Sunday, April 22, 2018

KAMPUS DISRUPTIF

Kompas, 19 April 2018

KAMPUS DISRUPTIF

Oleh :

ARIF SATRIA

Rektor Institut Pertanian Bogor (IPB)

 
Pada awal April 2018 ini Kementerian Perindustrian RI meluncurkan Making Indonesia 4.0 yang berisi peta jalan revolusi industri 4.0 di Indonesia. Peristiwa ini bagian dari upaya merespons apa yang ditulis Klaus Schwab (2017) dalam bukunya The Fourth Industrial Revolution. Kalau peta jalan industrialisasi telah tersusun, bagaimana dengan peta jalan pendidikan tinggi (PT) untuk merespon Revolusi Industri 4.0?  Bagaimana posisi PT dalam peta perubahan ini dan bagaimana strategi adaptasi terhadap perubahan ini?

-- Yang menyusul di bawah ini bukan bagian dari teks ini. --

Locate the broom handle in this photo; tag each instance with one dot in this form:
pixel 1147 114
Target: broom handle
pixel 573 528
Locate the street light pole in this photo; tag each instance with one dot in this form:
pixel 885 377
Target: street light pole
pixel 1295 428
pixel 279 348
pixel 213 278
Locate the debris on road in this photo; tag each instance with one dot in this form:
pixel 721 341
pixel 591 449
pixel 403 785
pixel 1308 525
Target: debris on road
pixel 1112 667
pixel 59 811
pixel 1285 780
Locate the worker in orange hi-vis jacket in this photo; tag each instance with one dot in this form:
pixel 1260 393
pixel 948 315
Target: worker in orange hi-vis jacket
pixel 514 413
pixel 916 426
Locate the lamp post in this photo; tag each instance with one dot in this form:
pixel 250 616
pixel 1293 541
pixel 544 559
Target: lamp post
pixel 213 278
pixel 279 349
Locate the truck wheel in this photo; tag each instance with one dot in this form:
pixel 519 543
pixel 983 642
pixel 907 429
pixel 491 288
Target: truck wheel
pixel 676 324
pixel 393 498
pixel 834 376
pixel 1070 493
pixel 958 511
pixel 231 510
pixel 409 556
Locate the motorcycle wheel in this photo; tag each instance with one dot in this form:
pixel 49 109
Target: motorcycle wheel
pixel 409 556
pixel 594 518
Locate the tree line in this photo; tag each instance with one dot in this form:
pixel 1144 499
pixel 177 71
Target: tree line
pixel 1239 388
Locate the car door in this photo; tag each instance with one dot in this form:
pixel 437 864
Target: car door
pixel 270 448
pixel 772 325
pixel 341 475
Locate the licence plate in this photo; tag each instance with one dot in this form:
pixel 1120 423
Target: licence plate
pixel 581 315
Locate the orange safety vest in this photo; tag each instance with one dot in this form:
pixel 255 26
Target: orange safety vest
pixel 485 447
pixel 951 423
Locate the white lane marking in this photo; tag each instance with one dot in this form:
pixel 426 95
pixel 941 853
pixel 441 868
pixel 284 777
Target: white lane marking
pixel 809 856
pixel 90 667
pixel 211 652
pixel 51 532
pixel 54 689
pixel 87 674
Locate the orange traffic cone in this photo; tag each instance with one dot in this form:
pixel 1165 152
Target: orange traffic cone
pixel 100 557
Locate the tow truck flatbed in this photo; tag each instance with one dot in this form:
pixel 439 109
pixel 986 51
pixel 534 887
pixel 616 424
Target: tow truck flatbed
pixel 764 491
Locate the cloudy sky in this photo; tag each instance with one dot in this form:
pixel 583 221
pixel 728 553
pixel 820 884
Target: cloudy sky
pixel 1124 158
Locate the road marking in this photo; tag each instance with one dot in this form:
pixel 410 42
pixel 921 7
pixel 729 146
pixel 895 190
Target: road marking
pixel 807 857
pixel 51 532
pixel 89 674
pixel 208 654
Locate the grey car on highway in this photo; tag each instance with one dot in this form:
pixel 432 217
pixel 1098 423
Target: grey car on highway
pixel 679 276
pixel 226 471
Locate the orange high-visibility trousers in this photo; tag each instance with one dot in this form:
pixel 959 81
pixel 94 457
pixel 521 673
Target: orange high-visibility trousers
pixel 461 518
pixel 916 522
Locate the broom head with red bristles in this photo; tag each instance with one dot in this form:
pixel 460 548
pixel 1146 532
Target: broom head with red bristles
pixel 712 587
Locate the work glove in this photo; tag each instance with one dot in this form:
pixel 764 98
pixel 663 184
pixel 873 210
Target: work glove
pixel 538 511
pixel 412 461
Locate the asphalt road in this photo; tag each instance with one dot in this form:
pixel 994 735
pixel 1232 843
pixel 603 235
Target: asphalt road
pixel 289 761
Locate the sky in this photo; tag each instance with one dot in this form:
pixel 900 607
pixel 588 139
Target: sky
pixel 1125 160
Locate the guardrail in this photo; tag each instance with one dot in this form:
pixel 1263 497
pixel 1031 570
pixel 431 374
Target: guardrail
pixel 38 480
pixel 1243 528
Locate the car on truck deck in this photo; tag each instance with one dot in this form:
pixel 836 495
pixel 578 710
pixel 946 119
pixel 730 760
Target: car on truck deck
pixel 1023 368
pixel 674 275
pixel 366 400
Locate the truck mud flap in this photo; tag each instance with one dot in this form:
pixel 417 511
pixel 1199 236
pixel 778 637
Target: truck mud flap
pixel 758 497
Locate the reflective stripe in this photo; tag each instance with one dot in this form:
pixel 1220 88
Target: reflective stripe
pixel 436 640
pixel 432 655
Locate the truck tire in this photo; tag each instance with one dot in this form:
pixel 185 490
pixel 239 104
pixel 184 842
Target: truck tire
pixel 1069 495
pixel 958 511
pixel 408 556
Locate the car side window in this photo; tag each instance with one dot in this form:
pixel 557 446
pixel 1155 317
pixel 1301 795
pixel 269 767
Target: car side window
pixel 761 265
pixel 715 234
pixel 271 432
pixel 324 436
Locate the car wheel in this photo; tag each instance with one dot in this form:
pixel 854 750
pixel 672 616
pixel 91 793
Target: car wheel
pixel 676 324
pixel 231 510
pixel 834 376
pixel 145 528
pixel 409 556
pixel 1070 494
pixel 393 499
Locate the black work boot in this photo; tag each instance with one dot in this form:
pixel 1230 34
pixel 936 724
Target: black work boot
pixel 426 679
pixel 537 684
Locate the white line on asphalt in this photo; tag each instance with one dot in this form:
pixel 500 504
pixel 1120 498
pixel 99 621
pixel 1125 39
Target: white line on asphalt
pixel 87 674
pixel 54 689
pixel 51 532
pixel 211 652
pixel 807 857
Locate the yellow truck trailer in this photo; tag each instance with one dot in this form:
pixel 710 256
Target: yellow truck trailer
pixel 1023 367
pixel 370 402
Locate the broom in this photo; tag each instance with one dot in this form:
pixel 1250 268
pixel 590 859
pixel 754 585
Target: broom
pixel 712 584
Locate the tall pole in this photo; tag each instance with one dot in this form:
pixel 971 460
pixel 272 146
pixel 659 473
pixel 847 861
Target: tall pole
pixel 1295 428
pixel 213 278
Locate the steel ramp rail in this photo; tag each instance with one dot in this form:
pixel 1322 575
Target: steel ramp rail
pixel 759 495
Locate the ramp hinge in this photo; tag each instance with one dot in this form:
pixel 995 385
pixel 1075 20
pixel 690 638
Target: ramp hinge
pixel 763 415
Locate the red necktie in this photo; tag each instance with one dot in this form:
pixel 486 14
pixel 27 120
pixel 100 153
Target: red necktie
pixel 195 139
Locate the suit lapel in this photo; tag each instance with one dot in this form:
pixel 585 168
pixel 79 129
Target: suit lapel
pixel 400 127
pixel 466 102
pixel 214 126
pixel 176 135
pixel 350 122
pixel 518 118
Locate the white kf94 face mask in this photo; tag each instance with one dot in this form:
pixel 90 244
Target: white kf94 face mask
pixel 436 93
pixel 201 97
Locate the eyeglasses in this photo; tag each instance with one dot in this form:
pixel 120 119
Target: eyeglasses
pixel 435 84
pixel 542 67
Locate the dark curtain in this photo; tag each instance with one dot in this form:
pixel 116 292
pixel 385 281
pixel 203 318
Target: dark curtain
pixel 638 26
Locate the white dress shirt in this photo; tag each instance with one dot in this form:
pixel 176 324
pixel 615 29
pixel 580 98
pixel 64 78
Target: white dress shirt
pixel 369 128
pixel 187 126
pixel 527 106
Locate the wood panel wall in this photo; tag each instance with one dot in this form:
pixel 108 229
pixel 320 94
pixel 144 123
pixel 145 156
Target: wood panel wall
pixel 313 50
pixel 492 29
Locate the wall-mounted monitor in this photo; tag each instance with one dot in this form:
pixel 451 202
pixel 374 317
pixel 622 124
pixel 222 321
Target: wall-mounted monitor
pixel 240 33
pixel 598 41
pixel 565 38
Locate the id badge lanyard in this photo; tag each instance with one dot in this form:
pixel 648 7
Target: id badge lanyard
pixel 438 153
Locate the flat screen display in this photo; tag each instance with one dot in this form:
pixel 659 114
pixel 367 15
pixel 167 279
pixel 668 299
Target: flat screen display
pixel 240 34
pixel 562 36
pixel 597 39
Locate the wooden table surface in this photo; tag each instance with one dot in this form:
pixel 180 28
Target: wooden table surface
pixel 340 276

Kini kita telah berada dalam era Revolusi Industri 4.0 yang menurut Klaus Schwab (2017) sungguh berbeda dari era sebelumnya. Revolusi Industri 1.0 dicirikan dengan tumbuhnya mekanisasi dan energi berbasis uap dan air. Revolusi Industri 2.0 dicirikan dengan berkembangnya energi listrik dan produksi massal. Revolusi Industri 3.0 dicirikan dengan tumbuhnya industri berbasis elektronika, teknologi informasi, serta otomatisasi. Revolusi Industri 4.0 dicirikan dengan berkembangnya Internet of/for Things yang diikuti dengan teknologi  baru dalam ilmu data, kecerdasan buatan, robotik, cloud, cetak 3 dimensi dan teknologi nano, yang telah mendisrupsi inovasi-inovasi sebelumnya.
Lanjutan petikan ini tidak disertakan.